“It is an odd paradox that a society which can now speak openly and unabashedly about topics that were once unspeakable, still remains largely silent when it comes to mental illness.”
-Glenn Close
The connotation of a stigma suggests “shame,” which perpetuates silence. A silence that can marginalize an entire group of people and suppress them, promoting discrimination. An unfortunate reality that we experience is that when there is a mass shooting, the news media, and conversation makes hateful comments about mental illness and exasperates the idea that those who say depression are no different than the mass shooter. We hear erroneous rhetoric about how the shooter pulled the trigger in response to depression, anxiety, bipolar disorder, etc.. However, these comments are often made without thinking that there are millions of people in the world living with the same mental health condition who would never do anything like that or even anything violent for that matter. These comments essentially force individuals with mental illness to hide behind a thinly constructed veil of fake happiness so that the world will not perceive them as some suspect class who is likely to pull a trigger on a school group if they could get their hand on a gun. This is discrimination.
Systemic privilege is most always associated with gender, class, race or sexual orientation. However, what is less notably defined as “privilege” is mental health. To have a brain that produces the appropriate amount of serotonin, to cry without self-harming thoughts, to be sad without thinking of suicide, to get upset not as a result of anxiety, to sleep without fear of waking up, to eat without seeing it as a chore, to laugh without being broken, to express yourself equally inside and out is privilege. There is a notion that those living with mental illnesses are supposed to be fixed or are supposed to perform as if they were healthy. However, like gender, class, race and sexual orientation, mental health is a privilege. Those suffering from anxiety do not wake up in the morning with the thought “today I’m ready to have anxiety.” Rather they wake up with the thought, “I really hope I can get through the day without my anxiety getting in the way.”

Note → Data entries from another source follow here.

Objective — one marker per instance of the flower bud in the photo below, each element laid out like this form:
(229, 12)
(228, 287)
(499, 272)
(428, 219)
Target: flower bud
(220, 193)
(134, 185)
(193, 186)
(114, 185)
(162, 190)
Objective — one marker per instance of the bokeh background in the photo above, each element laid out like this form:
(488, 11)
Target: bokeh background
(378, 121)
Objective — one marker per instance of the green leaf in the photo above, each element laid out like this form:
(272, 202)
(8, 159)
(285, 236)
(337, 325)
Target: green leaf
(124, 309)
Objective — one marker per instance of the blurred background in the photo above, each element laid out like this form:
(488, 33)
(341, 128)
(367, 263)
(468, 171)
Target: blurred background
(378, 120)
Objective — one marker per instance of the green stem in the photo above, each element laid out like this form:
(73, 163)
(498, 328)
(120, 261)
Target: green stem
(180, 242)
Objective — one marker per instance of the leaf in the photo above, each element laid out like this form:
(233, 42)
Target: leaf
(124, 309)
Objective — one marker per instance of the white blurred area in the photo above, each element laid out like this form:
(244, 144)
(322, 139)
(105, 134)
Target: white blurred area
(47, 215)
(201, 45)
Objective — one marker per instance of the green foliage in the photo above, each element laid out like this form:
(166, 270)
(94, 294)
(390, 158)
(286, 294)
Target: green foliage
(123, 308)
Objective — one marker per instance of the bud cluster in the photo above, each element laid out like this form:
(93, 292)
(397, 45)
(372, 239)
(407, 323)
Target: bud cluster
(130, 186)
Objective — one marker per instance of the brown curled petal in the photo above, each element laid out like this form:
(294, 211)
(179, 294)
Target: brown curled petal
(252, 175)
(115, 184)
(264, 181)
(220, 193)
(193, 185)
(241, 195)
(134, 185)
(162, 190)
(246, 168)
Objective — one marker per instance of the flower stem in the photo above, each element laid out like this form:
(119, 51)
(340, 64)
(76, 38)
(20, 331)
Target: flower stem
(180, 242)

Mental illness can distort someone’s ability for happiness. This distortion forces the general pubic to see people who face mental illness as deviating from the social norm. Those who battle these should not feel as if they are some suspect class that is completely marginalized from the rest of society. Understanding mental illness is the first step. However, we can not simply talk about mental illness when someone opens fire on a school or movie theater. We, as a society, give mental health the attention it deserves only when a tragedy resulting in death occurs. This is unacceptable. By doing this, we create a fallacy that all individuals with a mental illness have the capability of killing people, this is a stigma that is both disrespectful and wrong. This is a major issue in both our government and our society. We need to stop addressing mental health in relation to mass shootings or only when somebody dies. We are framing the conversation around mental health completely wrong and only enforcing a stigma that needs to be abolished. We see it as something we can prevent however, you can not prevent depression or anxiety. If you could, do you not think the people who have it would snap their fingers and make it disappear
We have the statistics to prove that the vast majority of people who commit acts of violence do not have a diagnosed mental illness. Conversely, those who have mental illness are far more likely to be the victims of violence than the perpetrators. The stigma is further enforced when seeking medical attention for depression or anxiety is viewed as stronger evidence of violent tendencies than going out and purchasing a firearm whose only intention is to take life. This is where the stigma ensconces itself. Forcing people to fear treatment simultaneously deviating from the social norm. Furthering the stigma are our own politicians like the Speaker of the House Paul Ryan who said, “People with mental illness are getting guns and committing these mass shootings,” after the shooting in San Bernardino, California. Blaming mental health problems for gun violence in America gives the public the false impression that most people with mental illness are violent and dangerous people. In 2016, it is time to change the conversation on mental health. Instead of focusing on the dangers of mental health, we must begin moving the conversation toward compassion and appropriate treatment. Speaker Ryan — mental health is not in itself the root of the problem, the lack of available treatment under your leadership is.